Cucumber (Cucumis sativus) fruit size and shape are critical determinants of market class (e.g. pickling vs. long glasshouse type) and fruit quality. To elucidate the underlying basis for variation, and to assist in targeted identification of fruit size and shape QTL, two genotypes of cucumber, GY14 (pickling) and 9930 (“Chinese Long”), that markedly differ in fruit size and shape, and for which full genome sequence is available, were chosen for study. Ovaries and fruit were analyzed from anthesis to 20 days post-pollination (dpp) for length, diameter, length and diameter ratio (LD), time and period of cell division and expansion, number of cells and cell size.

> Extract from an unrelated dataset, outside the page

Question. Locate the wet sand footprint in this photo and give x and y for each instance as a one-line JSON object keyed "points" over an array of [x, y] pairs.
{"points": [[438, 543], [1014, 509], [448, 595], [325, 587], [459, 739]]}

Fifty plants of each genotype and their F1 progeny were grown in the greenhouse and one fruit was allowed to develop on each plant. Ten fruits out of fifty from each genotype were measured daily for fruit length and diameter, and LD until 20dpp. Of the remaining 40 fruits, five fruits from each genotype were harvested every 2 days for a period of 16 days for the determination of mesocarp cell size and cell number. Preliminary results showed that at anthesis both GY14 and 9930 have equal number of cells across the fruit, however, 9930 has more cells along the length of the fruit than GY14. Additional variation between genotypes results from the period of cell division and cell expansion post-pollination. Increase in cell number in GY14, and 9930 was observed until 6dpp, and 10dpp, respectively. On the other hand, cell size increased more sharply from 8-16dpp in GY14 than in 9930. At 16dpp, GY14 has fewer but larger cells than 9930.These preliminary results suggest that GY14 and 9930 differ for several growth related factors including cell number at anthesis and post-anthesis, time and period of cell proliferation and cell expansion post-pollination, and final cell size, that contribute to the fruit variation between the two genotypes.